Her stance now is to leave fireworks displays to professionals.

“Just because it’s legal doesn’t mean it’s safe,” said Lynch, summing up a message in the Woodinville flier. Lynch keeps that flier, along with pictures of Shane, his obituary and other safety information, in a binder she carries wherever she goes. She’s always ready to speak up about what she hopes will be bans on personal fireworks in every community.

“People don’t look at fireworks like they should,” she said. “Why do so many kids have to get injured or killed?”

A Consumer Product Safety Commission report released in 2016 said that in the previous year, 11 U.S. deaths were attributed to fireworks, and about 11,900 people went to hospitals. Kids aren’t the only ones hurt. In 2015, New York Giants defensive end Jason Pierre-Paul suffered a serious fireworks injury to his right hand. The NFL player told his story in a video released by the commission, which regulates fireworks sales.

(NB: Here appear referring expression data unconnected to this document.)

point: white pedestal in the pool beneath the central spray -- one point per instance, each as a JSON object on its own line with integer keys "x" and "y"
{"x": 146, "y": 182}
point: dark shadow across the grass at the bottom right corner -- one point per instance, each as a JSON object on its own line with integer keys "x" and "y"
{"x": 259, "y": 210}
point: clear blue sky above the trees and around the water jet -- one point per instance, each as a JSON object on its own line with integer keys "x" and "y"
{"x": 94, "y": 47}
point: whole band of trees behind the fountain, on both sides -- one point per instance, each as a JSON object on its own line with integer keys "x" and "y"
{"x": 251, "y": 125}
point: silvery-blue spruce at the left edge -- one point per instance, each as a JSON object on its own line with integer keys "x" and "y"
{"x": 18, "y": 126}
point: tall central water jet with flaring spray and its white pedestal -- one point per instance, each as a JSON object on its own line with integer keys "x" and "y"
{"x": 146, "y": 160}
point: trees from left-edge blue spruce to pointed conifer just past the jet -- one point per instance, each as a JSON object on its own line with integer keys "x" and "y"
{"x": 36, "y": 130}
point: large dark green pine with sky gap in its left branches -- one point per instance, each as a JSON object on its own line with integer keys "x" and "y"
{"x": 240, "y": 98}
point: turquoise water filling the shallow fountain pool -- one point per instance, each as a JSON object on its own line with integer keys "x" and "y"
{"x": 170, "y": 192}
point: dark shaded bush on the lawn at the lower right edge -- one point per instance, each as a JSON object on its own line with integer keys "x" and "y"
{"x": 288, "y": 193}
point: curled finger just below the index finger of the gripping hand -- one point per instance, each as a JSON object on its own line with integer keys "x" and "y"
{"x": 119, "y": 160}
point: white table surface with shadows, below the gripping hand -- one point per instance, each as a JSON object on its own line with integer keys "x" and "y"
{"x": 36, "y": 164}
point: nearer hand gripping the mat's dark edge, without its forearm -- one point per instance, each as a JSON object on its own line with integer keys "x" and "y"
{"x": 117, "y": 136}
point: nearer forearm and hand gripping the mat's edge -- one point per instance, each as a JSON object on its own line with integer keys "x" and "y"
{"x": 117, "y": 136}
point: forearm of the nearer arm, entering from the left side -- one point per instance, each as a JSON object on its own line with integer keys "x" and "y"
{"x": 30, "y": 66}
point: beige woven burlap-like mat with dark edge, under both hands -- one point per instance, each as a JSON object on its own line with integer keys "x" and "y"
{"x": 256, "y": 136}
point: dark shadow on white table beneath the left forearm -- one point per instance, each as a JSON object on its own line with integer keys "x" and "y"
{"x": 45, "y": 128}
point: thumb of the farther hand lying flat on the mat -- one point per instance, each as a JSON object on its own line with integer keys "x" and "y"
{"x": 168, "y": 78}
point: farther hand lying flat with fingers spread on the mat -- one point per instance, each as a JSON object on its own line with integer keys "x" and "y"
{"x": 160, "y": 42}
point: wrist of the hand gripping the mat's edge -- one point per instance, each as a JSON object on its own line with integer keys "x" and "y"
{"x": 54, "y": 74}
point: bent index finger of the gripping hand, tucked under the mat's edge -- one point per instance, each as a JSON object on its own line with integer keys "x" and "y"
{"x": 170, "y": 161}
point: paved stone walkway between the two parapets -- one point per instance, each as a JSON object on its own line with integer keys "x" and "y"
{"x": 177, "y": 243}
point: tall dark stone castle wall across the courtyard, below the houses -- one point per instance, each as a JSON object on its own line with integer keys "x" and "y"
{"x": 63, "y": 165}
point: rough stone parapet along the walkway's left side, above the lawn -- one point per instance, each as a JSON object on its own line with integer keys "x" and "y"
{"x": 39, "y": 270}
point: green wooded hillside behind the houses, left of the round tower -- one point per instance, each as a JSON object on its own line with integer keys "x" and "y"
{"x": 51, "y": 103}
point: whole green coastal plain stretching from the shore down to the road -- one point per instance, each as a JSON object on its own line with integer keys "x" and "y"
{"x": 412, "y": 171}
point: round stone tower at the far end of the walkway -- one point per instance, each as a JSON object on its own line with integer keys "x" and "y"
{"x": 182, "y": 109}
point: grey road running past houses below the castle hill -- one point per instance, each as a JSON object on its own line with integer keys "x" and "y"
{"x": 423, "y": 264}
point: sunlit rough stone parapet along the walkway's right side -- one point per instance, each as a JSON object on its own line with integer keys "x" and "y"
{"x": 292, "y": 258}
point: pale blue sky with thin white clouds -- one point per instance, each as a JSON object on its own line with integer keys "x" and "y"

Locally this year, doctors at Providence Regional Medical Center and Arlington’s Cascade Valley Hospital treated more than a half-dozen fireworks injuries. At Harborview, 32 were treated by Wednesday, most with hand injuries.

This was the first year personal fireworks were banned in Marysville and Brier, which joined many other cities in the county not allowing the devices. Fireworks have not been banned in unincorporated Snohomish County.

Lynch sees slow but steady progress. She and Shane’s grandmother, Barbara Parson, testified in favor of a fireworks ban in Marysville in 2001, but the City Council voted against it. Fifteen years went by before the Marysville council passed the ban in 2016.

“It’s our kids. It’s our job to protect them,” Lynch said. Bearing the pain of losing Shane every day, she said she’ll never stop sharing what happened.

By telling Shane’s story to anyone who’ll listen, she said, “you don’t know who you’re saving.”